Un messaggio semplice: non siamo “unici”, né tantomeno speciali. Manca l’intraprendenza, insiste Barbara Graffino, presidente dei giovani imprenditori di Torino. Lo spiega con un aneddoto: «Quando giro per le università a volte chiedo: quanti di voi vogliono fare l’imprenditore? Alza la mano uno ogni tanto», si risponde sconsolata, anche se poi sottolinea come la presenza di startup innovative si stia rafforzando. Franco Amato, una brillante carriera tra politica e impresa, ex consigliere di Crt oggi anima di Avvallorando, evidenzia uno dei grandi limiti della città nella sua vocazione universitaria: «Torino forma stiudenti che non riesce a trattenere», uno sforzo che si rivela inutile, peraltro non riuscendo neppure a valorizzare quei suoi concittadini che studiano o lavorano all'estero. Ma il più critico è Peyron, che oltre a sfidare l’assessora traccia un quadro sconfortante di una città in «crisi di vocazione»permanente.  Un vero e proprio affondo: per lui Torino «non ha una vocazione, ogni 5 minuti ne troviamo una, per poi tornare con la testa bassa ai motori a combustione interna». Critiche che Pentenero ascolta e a cui prova a dare risposta, accettando almeno in linea di principio che la politica deve scegliere.

Chi non ci sta invece è Maurizio Vitale, erede della dinastia Kappa e ideatore del festival techno Kappa Futurefestival. Vitale, oggi presidente dell’agenzia turistica, è su un’altra onda: «Ho chiamato il festival futuro». Lui ci crede: «Sull’intrattenimento culturale credo che Torino sia leader a livello europeo. Il turismo vale il 7% del Pil della città metropolitana». Il suo consiglio è di armonizzare la governance, visto che ci sono 300 assessori alla cultura in città metropolitana. Forse troppi.

Una sorpresa (positiva) arriva dal direttore del Teatro Monterosa Massimo Garbi.

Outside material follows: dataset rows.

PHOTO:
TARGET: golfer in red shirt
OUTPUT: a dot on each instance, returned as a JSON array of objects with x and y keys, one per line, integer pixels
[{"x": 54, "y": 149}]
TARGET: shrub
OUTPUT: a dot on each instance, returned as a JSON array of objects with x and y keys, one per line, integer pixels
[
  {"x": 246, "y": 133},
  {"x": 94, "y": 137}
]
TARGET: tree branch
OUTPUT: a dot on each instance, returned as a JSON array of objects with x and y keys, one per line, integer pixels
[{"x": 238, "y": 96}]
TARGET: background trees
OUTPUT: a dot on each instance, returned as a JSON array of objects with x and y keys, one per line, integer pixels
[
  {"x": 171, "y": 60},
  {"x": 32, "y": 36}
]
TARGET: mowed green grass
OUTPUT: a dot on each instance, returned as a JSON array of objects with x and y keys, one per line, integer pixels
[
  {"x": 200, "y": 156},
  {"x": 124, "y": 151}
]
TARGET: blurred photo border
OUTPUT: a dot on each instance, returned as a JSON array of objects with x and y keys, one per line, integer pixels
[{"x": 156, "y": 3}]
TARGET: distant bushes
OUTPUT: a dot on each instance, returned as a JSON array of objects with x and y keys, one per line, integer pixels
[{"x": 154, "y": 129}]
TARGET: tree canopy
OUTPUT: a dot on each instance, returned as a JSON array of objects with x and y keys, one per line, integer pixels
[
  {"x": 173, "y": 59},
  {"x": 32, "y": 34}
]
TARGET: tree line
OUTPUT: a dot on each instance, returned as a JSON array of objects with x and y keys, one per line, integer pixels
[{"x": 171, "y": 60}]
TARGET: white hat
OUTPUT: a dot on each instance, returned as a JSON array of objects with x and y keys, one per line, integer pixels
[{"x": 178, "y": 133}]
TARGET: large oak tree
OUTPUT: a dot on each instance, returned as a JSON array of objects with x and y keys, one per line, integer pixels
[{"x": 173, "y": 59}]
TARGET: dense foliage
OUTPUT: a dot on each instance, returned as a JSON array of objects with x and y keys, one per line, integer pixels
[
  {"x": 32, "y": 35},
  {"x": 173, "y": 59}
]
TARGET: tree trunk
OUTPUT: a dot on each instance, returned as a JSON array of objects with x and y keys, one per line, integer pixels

Il suo teatro è nel cuore di Barriera, tra corso Giulio Cesare e i campi sportivi, e lui ci tiene a ribaltare la narrazione standard sul quartiere difficile: «Barriera di Milano ha più di 60 associazioni culturali, prima zona della città per associazioni», ha rivendicato, parlando di un quartiere con scuole in cui ci sono classi «senza neanche un italiano, con cui dobbiamo imparare a confrontarci».  Proprio sulle periferie Pentenero porta una novità proveniente dal tavolo col prefetto, convocato anche per parlare della riapertura dello Spazio 211. Parla di una soluzione a breve per l’ex Gondrand, l’area dismessa sotto la sede dell’associazione al momento abitata da persone con forte disagio sociale, che impediscono al club torinese di lavorare: «A breve sarà rasa al suolo, ma questo non sarà per forza positivo», avverte: «Perché quelle aree vanno riempite». Una responsabilità che va affrontata sapendo che il tempo è poco, evidenzia. Sulle scarse capacità relazionali dei torinesi, invece, vede una responsabilità diffusa: «Derivano dal nostro essere così, e cambiare spetta un po’ a tutti noi».